FIG. 13 finally illustrates a modification of the means of securing the rotary position of the rotary latch 44 that has just been described. According to this modification, a second slider 18′ is provided with a latching contour 38′ and a snap-in receptacle 56′ for receiving a rotary latch of the type already described. However, in contrast to the embodiment illustrated in FIG. 12, a projection 54′, which is a fork-like design, of the second slider 18′, which is formed from plastic in this region, is additionally provided, the two “fork prongs” of which projection bear elastically against corresponding flattened portions on the shank of the fitted rotary latch and therefore take on the function of securing the rotary position.

LIST OF REFERENCE NUMBERS

• 10 Adjustment device
• 12 Sliding roof cover
• 14 Guide rail
• 16 First slider (drive carriage)
• 18 Second slider
• 20 Deployment lever
• 22 Sliding piece
• 24 Slotted guide
• 26 Sliding piece
• 28 Slotted guide
• 30 Sliding piece
• 32 Guide channel (slotted guide)
• 34 Control bolt
• 36 Control slot
• 38 Latching contour
• 40 Guide rail web
• 42 Guide rail cutout
• 44 Rotary latch
• 46 First control cam
• 48 Second control cam
• 50 Latching cam
• 52 Guide rail surface
• 54 Spring
• 56 Snap-in receptacle

Claims

1. An adjustment device for a sliding roof cover on a vehicle, comprising a guide rail which runs in the a longitudinal direction, is mounted on the vehicle, and is intended for guiding first and second sliders which are arranged consecutively in the longitudinal direction and control the movement of the sliding roof cover,

wherein the first slider can be moved along the guide rail by a drive device and, over part of its movement range, carries along the second slider and, over another part of its movement range, leaves the second slider behind in a predetermined position along the guide rail,

wherein an arresting element which can be adjusted in height in a manner controlled by the first slider is arranged on the second slider and, when the second slider is left behind, is brought by a height adjustment into a form-fitting connection with a guide rail section in order to arrest the second slider on the guide rail,

wherein a rotary latch which can be rotated about a vertical axis in a manner controlled by the first slider is arranged on the second slider and, when the second slider is left behind, and after the height adjustment of the arresting element, is rotated into a rotary position locking the arresting action.

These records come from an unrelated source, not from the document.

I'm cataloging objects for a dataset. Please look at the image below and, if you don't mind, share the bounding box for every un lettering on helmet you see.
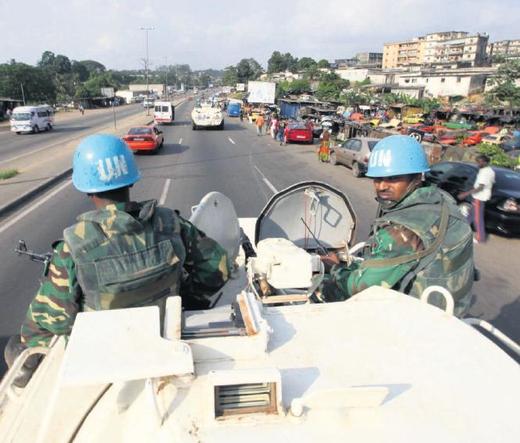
[369,149,392,168]
[97,155,128,182]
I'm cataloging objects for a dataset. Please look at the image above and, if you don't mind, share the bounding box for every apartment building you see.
[488,40,520,59]
[383,31,489,69]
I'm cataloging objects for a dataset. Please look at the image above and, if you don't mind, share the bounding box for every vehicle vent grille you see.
[215,383,277,418]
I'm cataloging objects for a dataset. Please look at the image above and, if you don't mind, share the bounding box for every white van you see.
[10,105,54,134]
[153,102,175,124]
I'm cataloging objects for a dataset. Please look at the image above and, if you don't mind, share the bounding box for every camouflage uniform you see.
[21,200,230,346]
[318,186,474,316]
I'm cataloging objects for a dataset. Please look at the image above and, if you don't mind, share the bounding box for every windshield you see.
[128,128,152,135]
[13,112,31,121]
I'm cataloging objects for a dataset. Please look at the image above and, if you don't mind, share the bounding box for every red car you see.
[123,126,164,154]
[287,122,314,144]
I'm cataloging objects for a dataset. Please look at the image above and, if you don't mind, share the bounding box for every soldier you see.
[5,135,230,385]
[315,135,474,316]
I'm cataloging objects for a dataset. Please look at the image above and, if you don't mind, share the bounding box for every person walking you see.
[318,131,330,162]
[457,155,495,243]
[256,114,265,136]
[313,135,475,317]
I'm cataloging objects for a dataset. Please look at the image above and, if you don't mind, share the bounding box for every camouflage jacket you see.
[21,202,230,346]
[321,186,474,316]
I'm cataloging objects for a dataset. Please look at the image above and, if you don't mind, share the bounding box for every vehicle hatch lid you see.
[255,181,356,250]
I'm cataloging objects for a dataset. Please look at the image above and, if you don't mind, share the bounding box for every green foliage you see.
[0,60,56,103]
[318,58,330,68]
[267,51,298,74]
[477,143,516,168]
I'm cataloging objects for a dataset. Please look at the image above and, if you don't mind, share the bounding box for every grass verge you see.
[0,169,19,180]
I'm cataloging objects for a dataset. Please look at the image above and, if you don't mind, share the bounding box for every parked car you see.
[330,137,380,177]
[123,126,164,154]
[426,162,520,235]
[287,122,314,144]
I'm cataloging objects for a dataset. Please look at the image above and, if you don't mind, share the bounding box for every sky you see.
[0,0,520,69]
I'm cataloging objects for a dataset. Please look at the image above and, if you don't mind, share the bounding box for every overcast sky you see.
[0,0,520,69]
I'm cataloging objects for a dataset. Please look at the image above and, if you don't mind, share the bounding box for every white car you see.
[191,103,224,131]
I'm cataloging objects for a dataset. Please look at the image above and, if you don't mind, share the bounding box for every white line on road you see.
[159,179,172,205]
[0,180,72,238]
[255,166,278,194]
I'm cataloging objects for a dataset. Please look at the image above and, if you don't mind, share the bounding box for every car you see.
[287,122,314,144]
[123,126,164,154]
[426,162,520,236]
[330,137,380,177]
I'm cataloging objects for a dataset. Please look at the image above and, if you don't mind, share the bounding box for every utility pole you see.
[140,26,155,115]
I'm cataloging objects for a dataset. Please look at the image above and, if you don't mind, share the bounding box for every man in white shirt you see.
[458,155,495,243]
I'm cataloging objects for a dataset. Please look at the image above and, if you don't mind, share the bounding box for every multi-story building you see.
[383,31,489,69]
[488,40,520,60]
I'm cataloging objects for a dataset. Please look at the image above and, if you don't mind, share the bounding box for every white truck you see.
[0,182,520,443]
[191,102,224,131]
[10,105,54,134]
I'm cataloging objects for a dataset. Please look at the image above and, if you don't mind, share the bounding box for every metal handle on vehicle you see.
[0,346,49,404]
[462,318,520,355]
[419,285,455,315]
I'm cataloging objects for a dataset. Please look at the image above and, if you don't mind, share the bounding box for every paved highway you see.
[0,102,520,373]
[0,104,144,162]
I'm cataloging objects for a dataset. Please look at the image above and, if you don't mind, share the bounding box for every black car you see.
[426,162,520,235]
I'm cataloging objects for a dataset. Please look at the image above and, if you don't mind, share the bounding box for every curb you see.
[0,168,72,217]
[0,100,186,218]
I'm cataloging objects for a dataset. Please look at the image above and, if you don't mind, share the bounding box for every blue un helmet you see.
[366,135,430,178]
[72,134,141,194]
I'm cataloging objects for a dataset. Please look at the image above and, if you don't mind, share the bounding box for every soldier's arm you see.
[179,217,230,306]
[320,225,424,301]
[21,242,80,346]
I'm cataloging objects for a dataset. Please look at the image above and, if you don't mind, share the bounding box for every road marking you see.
[0,180,72,238]
[159,179,172,205]
[255,166,278,194]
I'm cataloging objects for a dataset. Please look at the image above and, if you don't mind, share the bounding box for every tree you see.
[222,66,238,86]
[318,58,330,68]
[489,60,520,107]
[0,60,56,103]
[297,57,318,71]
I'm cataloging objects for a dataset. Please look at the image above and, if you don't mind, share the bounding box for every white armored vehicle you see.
[0,183,520,443]
[191,102,224,131]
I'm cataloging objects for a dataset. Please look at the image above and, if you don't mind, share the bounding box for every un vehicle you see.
[0,182,520,443]
[191,102,224,131]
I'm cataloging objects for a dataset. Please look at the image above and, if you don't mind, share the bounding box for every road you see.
[0,102,520,373]
[0,104,144,163]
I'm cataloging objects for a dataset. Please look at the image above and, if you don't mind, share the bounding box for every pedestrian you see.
[256,114,265,135]
[457,155,495,243]
[318,131,330,162]
[5,134,230,386]
[313,135,474,316]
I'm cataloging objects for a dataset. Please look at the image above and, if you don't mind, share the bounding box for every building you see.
[383,31,489,69]
[392,67,496,97]
[488,40,520,60]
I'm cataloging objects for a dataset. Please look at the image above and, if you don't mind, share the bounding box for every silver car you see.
[330,137,380,177]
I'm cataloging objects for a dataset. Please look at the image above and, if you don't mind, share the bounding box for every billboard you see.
[247,82,276,103]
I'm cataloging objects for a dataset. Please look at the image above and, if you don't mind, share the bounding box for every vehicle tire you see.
[458,202,471,219]
[352,162,363,177]
[410,132,422,143]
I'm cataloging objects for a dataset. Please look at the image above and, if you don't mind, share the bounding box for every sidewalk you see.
[0,99,185,217]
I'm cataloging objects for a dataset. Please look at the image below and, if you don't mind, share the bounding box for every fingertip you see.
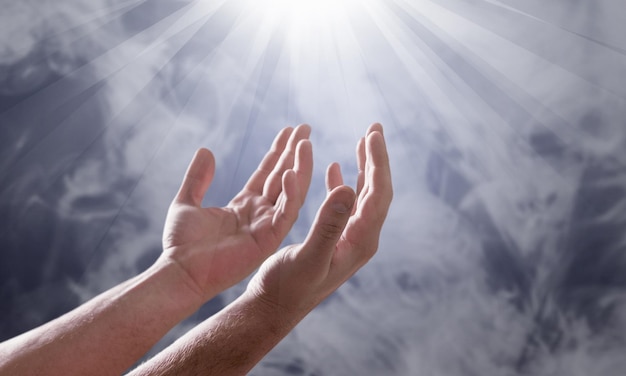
[367,123,383,135]
[326,162,343,192]
[177,148,215,205]
[329,185,356,214]
[294,123,311,139]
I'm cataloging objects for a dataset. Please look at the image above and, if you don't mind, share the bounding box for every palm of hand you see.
[158,127,312,297]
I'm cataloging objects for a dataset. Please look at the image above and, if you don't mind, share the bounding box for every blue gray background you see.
[0,0,626,376]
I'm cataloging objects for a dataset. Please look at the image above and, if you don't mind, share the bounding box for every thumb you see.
[301,185,355,263]
[176,148,215,206]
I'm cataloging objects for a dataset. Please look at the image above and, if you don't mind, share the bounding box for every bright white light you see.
[262,0,358,25]
[250,0,362,48]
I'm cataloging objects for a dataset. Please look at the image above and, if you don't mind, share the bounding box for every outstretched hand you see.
[160,125,313,300]
[246,124,393,318]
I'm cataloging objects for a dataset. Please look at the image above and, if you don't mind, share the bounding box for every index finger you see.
[244,127,293,195]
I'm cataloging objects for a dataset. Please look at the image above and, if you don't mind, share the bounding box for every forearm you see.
[130,293,304,376]
[0,263,202,375]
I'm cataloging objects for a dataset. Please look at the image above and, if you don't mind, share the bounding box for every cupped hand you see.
[246,124,393,320]
[160,125,313,300]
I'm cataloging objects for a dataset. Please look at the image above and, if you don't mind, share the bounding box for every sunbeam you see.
[0,0,626,376]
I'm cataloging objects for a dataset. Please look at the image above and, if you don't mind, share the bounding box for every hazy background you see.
[0,0,626,376]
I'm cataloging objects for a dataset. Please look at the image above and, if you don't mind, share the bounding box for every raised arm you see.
[0,126,312,376]
[131,124,393,376]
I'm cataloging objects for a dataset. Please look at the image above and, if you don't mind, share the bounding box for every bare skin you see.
[0,124,393,375]
[132,124,393,375]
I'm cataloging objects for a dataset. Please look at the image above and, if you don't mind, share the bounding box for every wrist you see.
[237,288,311,335]
[140,257,207,317]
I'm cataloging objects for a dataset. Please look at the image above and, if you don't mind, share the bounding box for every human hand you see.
[158,125,313,300]
[246,124,393,320]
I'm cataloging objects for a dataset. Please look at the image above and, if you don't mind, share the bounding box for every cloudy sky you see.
[0,0,626,376]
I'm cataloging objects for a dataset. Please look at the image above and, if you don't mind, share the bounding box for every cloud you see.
[0,0,626,375]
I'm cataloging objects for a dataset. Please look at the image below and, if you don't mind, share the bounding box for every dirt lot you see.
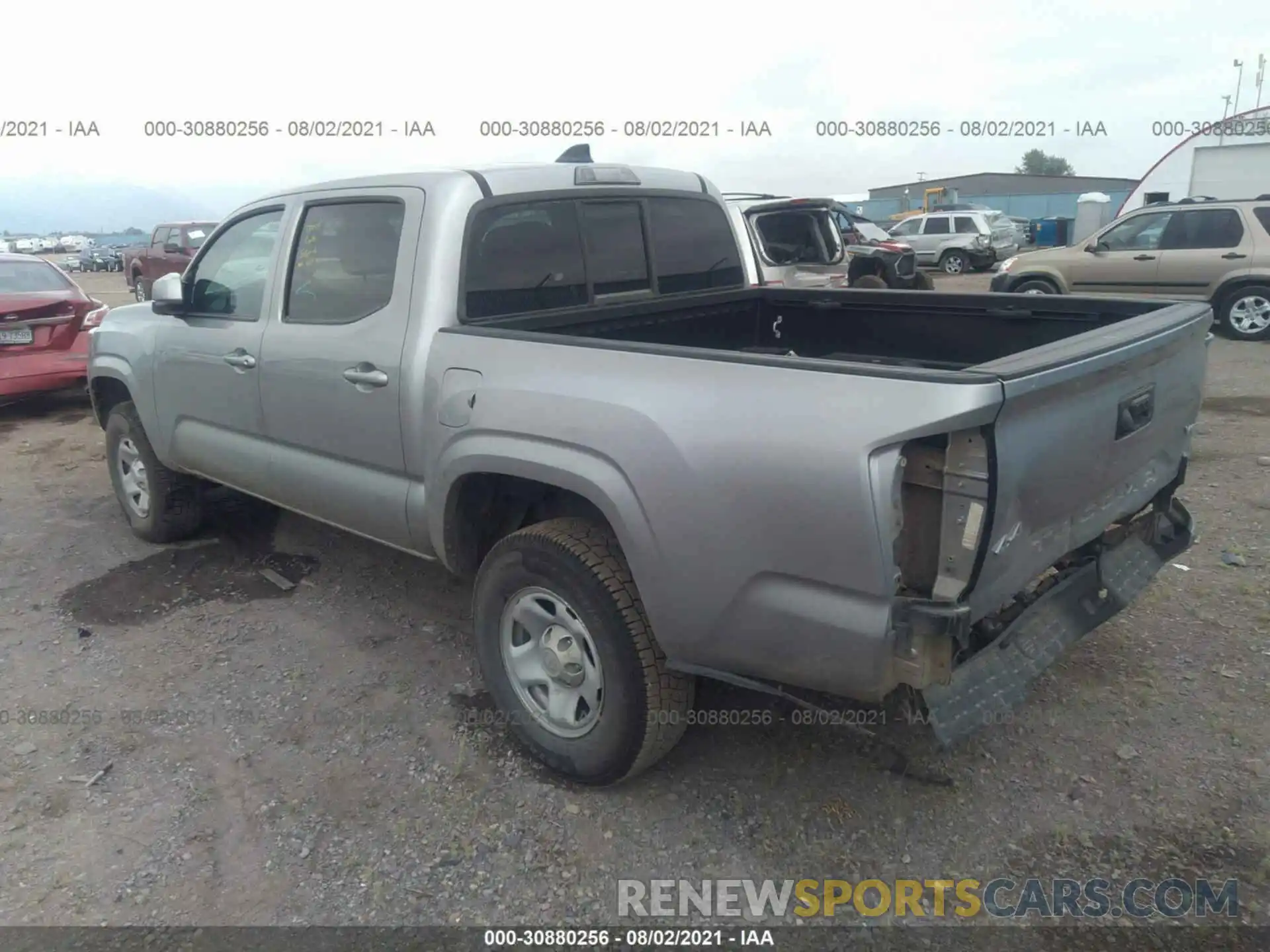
[0,274,1270,939]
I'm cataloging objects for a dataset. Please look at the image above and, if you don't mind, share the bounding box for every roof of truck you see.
[263,163,719,198]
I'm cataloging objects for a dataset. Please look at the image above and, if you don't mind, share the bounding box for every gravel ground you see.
[0,274,1270,932]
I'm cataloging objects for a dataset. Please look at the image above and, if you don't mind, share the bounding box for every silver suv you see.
[890,211,1019,274]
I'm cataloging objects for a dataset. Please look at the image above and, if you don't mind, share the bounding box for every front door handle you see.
[222,348,255,371]
[344,362,389,392]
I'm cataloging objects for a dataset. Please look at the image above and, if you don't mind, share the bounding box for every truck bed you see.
[464,288,1205,373]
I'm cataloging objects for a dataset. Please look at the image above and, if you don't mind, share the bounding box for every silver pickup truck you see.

2. The adjustment device as claimed in claim 1, wherein the rotary latch has a radially protruding latching cam which, for locking purposes, pivots into a clearance, which is created by the height adjustment, between a section of the second slider, which section is connected to the arresting element, and a section of the guide rail.

3. The adjustment device as claimed in claim 1, wherein the rotary latch has two control cams which protrude radially, are offset in angle with respect to each other and with which a laterally protruding control bolt of the first slider interacts in order to rotate the rotary latch.

4. The adjustment device as claimed in claim 3, wherein the control bolt of the first slider interacts with a slotted guide track of a section of the second slider, which section is connected to the arresting element, in order to bring about the height adjustment.

5. The adjustment device as claimed in claim 1, wherein the rotary latch is secured in at least one of its locking rotary position at its unlocking rotary position by spring loading.

6. The adjustment device as claimed in claim 1, wherein, after the second slider is left behind, the first slider is completely decoupled from the second slider.

7. The adjustment device as claimed in claim 1, wherein the arresting element is arranged on an arresting lever, which can be pivoted about a transverse axis, of the second slider.

8. The adjustment device as claimed in claim 1, wherein the arresting element protrudes laterally from the second slider and, during the carrying-along of the second slider, runs in a guide channel of the guide rail, which guide channel is bounded by a horizontal guide rail web, and, when the predetermined position is reached, penetrates by means of the height adjustment into a cutout of the guide rail web.